Switching to $\theta$:

$$\int_0^{2\pi}ie^{i\theta}e^{e^{i\theta}-e^{-i\theta}}d\theta=-2\pi i$$

$$\int_0^{2\pi}e^{2\sin\theta+i\theta}d\theta=-2\pi$$

That integrand looks similar, but doesn't match up with the required integral, and I don't see how to get them to match. More troublesome, the required infinite sum on the right hand side is missing.

I've considered switching to a contour of radius $n$, but that just gives me $(2n+1)\pi$ on the right-hand side, and I still can't get it to match on the left. How do I solve this?

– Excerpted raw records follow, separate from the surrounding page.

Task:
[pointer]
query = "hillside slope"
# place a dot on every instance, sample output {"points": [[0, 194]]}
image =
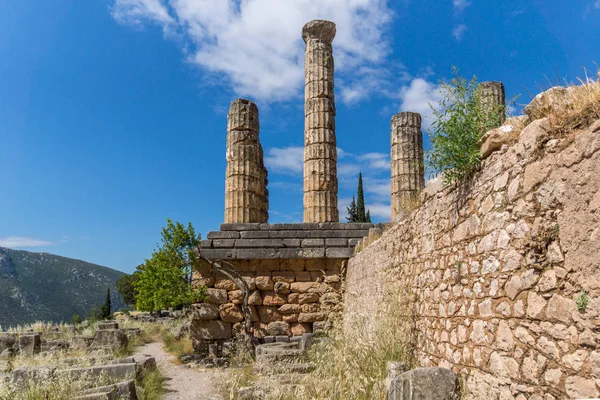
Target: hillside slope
{"points": [[42, 286]]}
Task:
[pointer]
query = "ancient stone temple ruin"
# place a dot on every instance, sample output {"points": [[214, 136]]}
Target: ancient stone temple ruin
{"points": [[489, 281], [293, 272]]}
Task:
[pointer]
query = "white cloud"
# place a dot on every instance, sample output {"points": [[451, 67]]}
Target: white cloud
{"points": [[18, 241], [382, 211], [137, 12], [460, 5], [285, 160], [459, 31], [374, 166], [257, 44], [419, 96]]}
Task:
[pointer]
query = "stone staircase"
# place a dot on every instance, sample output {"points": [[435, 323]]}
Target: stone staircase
{"points": [[280, 364]]}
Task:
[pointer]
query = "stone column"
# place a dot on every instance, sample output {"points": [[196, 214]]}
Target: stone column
{"points": [[320, 152], [492, 97], [246, 195], [407, 163]]}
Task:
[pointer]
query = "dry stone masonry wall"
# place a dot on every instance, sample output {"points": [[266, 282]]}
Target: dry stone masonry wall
{"points": [[320, 152], [293, 272], [494, 276]]}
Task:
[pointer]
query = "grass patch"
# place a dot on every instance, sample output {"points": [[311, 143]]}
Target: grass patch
{"points": [[177, 347], [237, 378], [153, 385]]}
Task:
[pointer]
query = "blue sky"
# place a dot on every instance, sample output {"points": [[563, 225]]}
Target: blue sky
{"points": [[113, 113]]}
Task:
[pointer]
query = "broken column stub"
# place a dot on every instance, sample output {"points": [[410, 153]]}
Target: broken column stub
{"points": [[246, 194], [320, 152], [493, 100], [406, 162]]}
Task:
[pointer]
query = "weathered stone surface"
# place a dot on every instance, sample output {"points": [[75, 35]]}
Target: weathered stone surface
{"points": [[278, 328], [581, 388], [268, 314], [493, 101], [81, 342], [246, 195], [29, 344], [113, 338], [320, 151], [298, 329], [231, 312], [560, 308], [206, 311], [425, 384], [270, 298], [407, 163], [264, 282], [210, 330], [216, 296], [312, 317], [546, 102]]}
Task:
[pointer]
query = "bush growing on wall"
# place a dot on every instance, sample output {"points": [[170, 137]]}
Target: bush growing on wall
{"points": [[460, 120]]}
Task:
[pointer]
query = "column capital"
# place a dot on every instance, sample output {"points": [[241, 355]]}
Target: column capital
{"points": [[319, 29]]}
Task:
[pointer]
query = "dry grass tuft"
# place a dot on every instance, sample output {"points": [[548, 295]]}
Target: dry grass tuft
{"points": [[350, 363], [578, 110], [585, 109]]}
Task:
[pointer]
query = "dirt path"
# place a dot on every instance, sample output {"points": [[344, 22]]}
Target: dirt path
{"points": [[182, 383]]}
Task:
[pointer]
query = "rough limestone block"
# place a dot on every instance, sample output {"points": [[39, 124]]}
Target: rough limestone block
{"points": [[493, 100], [279, 328], [81, 342], [425, 384], [113, 338], [210, 330], [223, 235], [205, 311], [29, 345], [117, 371]]}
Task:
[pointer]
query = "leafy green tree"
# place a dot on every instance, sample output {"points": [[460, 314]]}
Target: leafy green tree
{"points": [[126, 288], [352, 211], [105, 310], [96, 313], [165, 280], [460, 121]]}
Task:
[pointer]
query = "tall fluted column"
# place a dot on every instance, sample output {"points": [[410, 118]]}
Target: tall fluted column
{"points": [[246, 195], [406, 162], [320, 153], [493, 100]]}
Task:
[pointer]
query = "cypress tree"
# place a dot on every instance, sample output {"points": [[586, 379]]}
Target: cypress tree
{"points": [[360, 204], [107, 306], [352, 217]]}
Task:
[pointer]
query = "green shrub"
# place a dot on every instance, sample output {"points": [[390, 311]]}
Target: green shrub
{"points": [[460, 122], [76, 319], [582, 301]]}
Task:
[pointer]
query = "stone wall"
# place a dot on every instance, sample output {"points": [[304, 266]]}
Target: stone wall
{"points": [[493, 271], [293, 272]]}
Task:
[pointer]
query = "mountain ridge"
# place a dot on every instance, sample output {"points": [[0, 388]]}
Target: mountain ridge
{"points": [[47, 287]]}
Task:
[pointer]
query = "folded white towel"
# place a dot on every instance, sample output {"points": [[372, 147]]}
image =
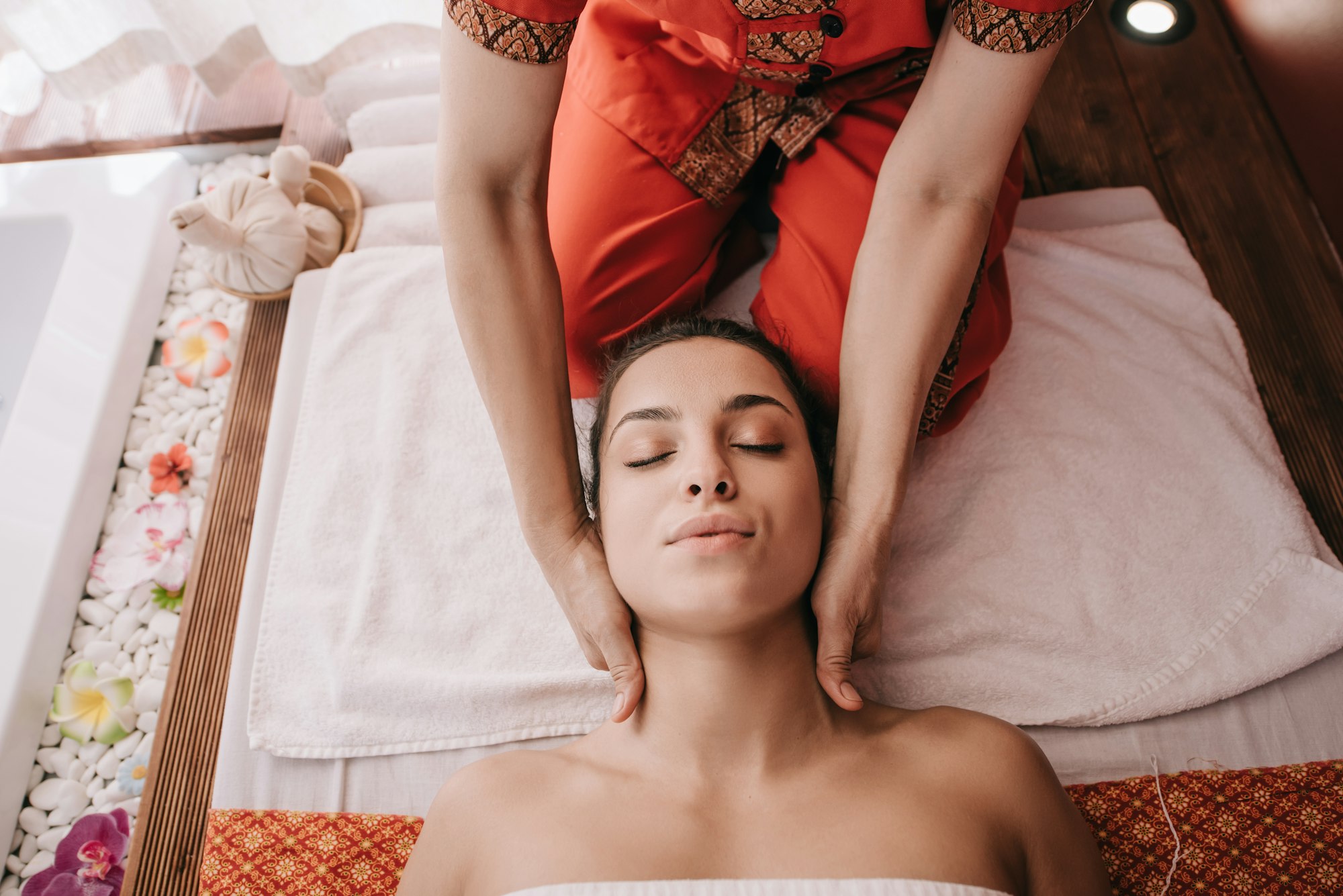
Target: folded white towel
{"points": [[396, 122], [1113, 533], [350, 90], [393, 173], [751, 887], [400, 224], [404, 609], [1110, 536]]}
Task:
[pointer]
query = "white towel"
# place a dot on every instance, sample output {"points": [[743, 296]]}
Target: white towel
{"points": [[1110, 536], [393, 173], [400, 224], [350, 90], [396, 121], [1113, 533], [404, 609]]}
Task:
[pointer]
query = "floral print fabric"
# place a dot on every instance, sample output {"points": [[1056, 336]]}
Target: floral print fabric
{"points": [[1248, 831]]}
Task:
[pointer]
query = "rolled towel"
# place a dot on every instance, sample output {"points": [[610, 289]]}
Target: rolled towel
{"points": [[353, 89], [400, 224], [396, 122], [393, 173]]}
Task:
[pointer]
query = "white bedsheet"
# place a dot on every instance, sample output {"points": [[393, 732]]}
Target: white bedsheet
{"points": [[1293, 719]]}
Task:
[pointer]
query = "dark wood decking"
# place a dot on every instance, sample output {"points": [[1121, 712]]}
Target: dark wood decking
{"points": [[1187, 121]]}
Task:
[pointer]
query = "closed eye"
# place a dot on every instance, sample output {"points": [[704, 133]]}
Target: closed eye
{"points": [[770, 448]]}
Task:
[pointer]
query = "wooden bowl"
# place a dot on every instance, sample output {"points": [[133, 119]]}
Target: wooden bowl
{"points": [[331, 189]]}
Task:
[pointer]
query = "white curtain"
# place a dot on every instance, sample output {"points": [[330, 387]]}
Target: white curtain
{"points": [[87, 47]]}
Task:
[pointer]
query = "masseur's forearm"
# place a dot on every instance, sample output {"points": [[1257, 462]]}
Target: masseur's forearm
{"points": [[506, 294], [913, 277]]}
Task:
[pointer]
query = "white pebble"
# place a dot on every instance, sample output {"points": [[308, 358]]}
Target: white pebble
{"points": [[46, 756], [93, 752], [126, 624], [61, 762], [42, 862], [100, 651], [34, 822], [108, 766], [128, 745], [165, 624], [96, 613], [53, 792], [118, 600], [150, 695]]}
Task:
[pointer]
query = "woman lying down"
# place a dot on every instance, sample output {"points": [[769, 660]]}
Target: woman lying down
{"points": [[737, 773]]}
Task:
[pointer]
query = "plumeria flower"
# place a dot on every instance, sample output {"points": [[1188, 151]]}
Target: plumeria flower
{"points": [[148, 544], [92, 707], [88, 859], [169, 470], [132, 773], [198, 350]]}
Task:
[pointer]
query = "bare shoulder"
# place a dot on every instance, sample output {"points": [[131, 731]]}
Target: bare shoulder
{"points": [[1011, 777], [472, 815]]}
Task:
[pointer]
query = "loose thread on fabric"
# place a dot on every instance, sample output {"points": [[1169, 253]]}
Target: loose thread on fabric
{"points": [[1160, 797]]}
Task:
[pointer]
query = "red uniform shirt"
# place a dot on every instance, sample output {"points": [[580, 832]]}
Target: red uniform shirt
{"points": [[703, 85]]}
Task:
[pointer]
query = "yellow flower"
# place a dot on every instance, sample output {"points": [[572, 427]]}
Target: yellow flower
{"points": [[92, 707]]}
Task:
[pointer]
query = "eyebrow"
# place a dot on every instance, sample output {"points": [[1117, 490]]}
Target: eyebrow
{"points": [[730, 405]]}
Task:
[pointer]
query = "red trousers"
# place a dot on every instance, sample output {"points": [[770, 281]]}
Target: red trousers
{"points": [[633, 243]]}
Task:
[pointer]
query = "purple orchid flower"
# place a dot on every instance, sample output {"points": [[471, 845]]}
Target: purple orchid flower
{"points": [[88, 859]]}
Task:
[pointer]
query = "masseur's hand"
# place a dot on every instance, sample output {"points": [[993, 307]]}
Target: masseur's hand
{"points": [[600, 616], [847, 599]]}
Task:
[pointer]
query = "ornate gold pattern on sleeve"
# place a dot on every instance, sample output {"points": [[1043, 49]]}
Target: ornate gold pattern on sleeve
{"points": [[939, 393], [1012, 30], [776, 8], [510, 35]]}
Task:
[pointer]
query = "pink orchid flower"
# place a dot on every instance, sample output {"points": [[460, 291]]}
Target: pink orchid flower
{"points": [[198, 350], [148, 544]]}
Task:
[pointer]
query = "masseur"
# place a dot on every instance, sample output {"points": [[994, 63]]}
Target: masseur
{"points": [[590, 177]]}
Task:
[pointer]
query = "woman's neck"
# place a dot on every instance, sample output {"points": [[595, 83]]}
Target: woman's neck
{"points": [[734, 706]]}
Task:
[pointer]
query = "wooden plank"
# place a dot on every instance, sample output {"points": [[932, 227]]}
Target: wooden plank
{"points": [[1251, 224], [1084, 130], [162, 106], [166, 846]]}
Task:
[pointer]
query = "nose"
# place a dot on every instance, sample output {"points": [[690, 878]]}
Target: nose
{"points": [[710, 470]]}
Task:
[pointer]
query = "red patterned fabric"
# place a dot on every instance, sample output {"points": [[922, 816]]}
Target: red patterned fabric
{"points": [[1247, 831]]}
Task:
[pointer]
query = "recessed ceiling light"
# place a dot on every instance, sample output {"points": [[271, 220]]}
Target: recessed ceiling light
{"points": [[1153, 20]]}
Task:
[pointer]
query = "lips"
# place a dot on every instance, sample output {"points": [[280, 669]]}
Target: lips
{"points": [[711, 525]]}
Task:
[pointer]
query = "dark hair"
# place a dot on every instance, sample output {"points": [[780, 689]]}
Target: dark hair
{"points": [[816, 413]]}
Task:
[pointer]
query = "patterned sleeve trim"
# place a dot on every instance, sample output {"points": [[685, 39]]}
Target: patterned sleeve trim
{"points": [[1015, 30], [510, 35]]}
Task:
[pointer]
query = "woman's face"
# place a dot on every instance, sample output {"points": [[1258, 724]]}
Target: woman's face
{"points": [[700, 428]]}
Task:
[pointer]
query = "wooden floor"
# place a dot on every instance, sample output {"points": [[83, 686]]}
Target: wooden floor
{"points": [[1187, 121]]}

EDIT: Infinite sum corrected.

Answer 1

The integral is the real part of

$$\int_0^{2 \pi} d\theta \, e^{i n \theta} \, e^{-i 2 \sin{\theta}} $$

To convert this into a complex integral over the unit circle, sub $z=e^{i \theta}$ and the integral is

$$-i \oint_{|z|=1} dz \, z^{n-1} \, e^{-\left ( z-z^{-1} \right )} $$

This integrand has an essential singlarity at $z=0$. To evaluate the integral using the residue theorem, we replace the exponential by its series representation and reverse order of sum and integral. The integral is then equal to

$$-i \sum_{k=0}^{\infty} \frac{(-1)^k}{k!} \oint_{|z|=1} dz \, z^{n-1} \, \left ( z-z^{-1} \right )^k$$

We can then expand the binomial inside the integral:

$$-i \sum_{k=0}^{\infty} \frac{(-1)^k}{k!} \oint_{|z|=1} dz \, z^{n-1} \, \sum_{j=0}^k (-1)^{k-j} \binom{k}{j} z^{2 j-k}$$

Note that the integral is going to be zero unless $k \ge n$. To help us see this a bit better, let's shift the sum to begin there:

$$-i \sum_{k=0}^{\infty} \frac{(-1)^{n+k}}{(n+k)!} \oint_{|z|=1} dz \, z^{-1} \sum_{j=0}^{n+k} (-1)^{k-j} \binom{n+k}{j} z^{2 j-k}$$

The residue is then the coefficient of $z^0$ inside the sum. The exponent of $z$ is zero when $j=k/2$, so only even values of $k$. Let's clean this up a bit by only summing over even value of $k$:

$$-i \sum_{k=0}^{\infty} \frac{(-1)^{n+2 k}}{(n+2 k)!} \oint_{|z|=1} dz \, z^{-1} \sum_{j=0}^{n+2 k} (-1)^{2 k-j} \binom{n+2 k}{j} z^{2 j-2 k}$$

Now we see that the exponent of $z$ is zero when $j=k$. Thus, we may now apply the residue theorem and the integral is equal to

$$2 \pi \sum_{k=0}^{\infty} \frac{(-1)^{n}}{(n+2 k)!} (-1)^k \binom{n+2 k}{k}$$

Simplifying, and noting the the integral is entirely real, we get that

$$\int_0^{2 \pi} d\theta \, \cos{\left ( n \theta - 2 \sin{\theta} \right )} = 2 \pi \sum_{k=0}^{\infty} \frac{(-1)^{n+k}}{k! (n+k)!}= 2 \pi (-1)^n J_n(2)$$

I believe my answer differs from that of the OP by a factor of $(-1)^k$ in the sum.